Konteks otoritas, kelompok sosial dibagi menjadi kelompok superordinat dan kelompok subordinat. Pembelahan dua kelompok ini berdampak pada ketegangan interaksi diantara keduanya. Terlebih kelompok superordinat dinilai oleh kelompok subordinat melakukan manipulasi. Maka terjadilah konflik, seperti terlihat berbagai macam konflik.
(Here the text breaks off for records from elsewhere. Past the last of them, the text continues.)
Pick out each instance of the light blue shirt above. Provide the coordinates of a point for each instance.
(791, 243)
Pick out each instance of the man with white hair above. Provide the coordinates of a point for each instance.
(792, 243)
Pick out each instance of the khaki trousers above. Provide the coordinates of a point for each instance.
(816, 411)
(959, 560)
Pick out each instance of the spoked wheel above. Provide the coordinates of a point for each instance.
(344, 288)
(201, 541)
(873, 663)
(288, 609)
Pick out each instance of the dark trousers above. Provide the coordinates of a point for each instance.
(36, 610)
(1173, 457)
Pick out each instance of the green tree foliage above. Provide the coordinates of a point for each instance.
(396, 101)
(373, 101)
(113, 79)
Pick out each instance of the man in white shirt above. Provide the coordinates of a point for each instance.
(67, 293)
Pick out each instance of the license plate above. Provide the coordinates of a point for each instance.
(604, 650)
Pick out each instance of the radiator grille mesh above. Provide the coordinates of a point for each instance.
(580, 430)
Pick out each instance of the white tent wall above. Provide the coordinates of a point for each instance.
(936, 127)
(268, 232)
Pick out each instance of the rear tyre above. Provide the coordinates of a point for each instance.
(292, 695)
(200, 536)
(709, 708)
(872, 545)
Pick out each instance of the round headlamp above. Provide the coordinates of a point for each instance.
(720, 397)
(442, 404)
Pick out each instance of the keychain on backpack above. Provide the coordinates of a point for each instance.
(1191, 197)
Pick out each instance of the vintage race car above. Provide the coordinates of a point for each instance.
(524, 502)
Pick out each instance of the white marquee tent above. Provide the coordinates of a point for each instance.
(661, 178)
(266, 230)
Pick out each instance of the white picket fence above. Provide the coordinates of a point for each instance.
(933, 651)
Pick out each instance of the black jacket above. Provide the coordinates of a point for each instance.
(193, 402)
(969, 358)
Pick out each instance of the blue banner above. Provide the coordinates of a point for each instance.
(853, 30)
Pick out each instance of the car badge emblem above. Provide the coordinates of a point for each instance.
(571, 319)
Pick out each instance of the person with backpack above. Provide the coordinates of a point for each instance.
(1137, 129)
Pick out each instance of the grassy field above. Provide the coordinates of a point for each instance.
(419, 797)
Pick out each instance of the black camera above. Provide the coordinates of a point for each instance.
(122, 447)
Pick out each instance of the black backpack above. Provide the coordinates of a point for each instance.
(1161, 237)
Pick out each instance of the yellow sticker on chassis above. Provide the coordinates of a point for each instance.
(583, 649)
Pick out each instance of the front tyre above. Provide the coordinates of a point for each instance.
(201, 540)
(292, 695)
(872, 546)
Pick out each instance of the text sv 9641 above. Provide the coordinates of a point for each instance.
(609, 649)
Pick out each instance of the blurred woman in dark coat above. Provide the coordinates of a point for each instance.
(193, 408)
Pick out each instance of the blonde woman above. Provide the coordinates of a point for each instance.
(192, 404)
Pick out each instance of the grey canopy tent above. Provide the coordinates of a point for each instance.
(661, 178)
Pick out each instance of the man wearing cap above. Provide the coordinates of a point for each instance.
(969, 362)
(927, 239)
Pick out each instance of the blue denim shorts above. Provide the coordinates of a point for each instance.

Hal terseubut diperkuat dengan tesis Dahrendrof, sebagai berikut, perbedaan distribusi otoritas selalu menjadi faktor yang menentukan konflik sosial sistematis (1959: 165). Ada pihak memiliki otoritas terhadap sumber-sumber daya sosial, seperti kewenangan, informasi, ekonomi, legal, dsb. Sementara pihak lain menilai otoritas tersebut tidak dilaksanakan secara layak. Sehingga nampak tidak ada transprasi bahkan cenderung memanipulasi. Dan, itu sangat merugikan pihak subordinat sedangkan pihak superdordinat merasa sudah berada pada prosedur semestinya. Inilah sumber konflik sosial.
Dominasi
Selain itu, dari perbedaan perlakuan tersebut, ada dominasi kelompok sosial tertentu oleh kelompok lain, melihat keteraturan sosial didasarkan atas manipulasi dan kontrol oleh kelompok dominan dan memandang perubahan sosial terjadi secara dan menurut cara yang tak teratur ketika kelompok-kelompok subordinat menggulingkan kelompok yang semula dominan (Thomas Bernard, 1983). Kelompok subordinat berusaha menembus ketidaktransparan dengan melakukan aksi perlawanan (apa pun bentuknya). Pihak superordinat merasa ada upaya penggulingan otoritas sehingga upaya perlindungan, pertahanan dipakai.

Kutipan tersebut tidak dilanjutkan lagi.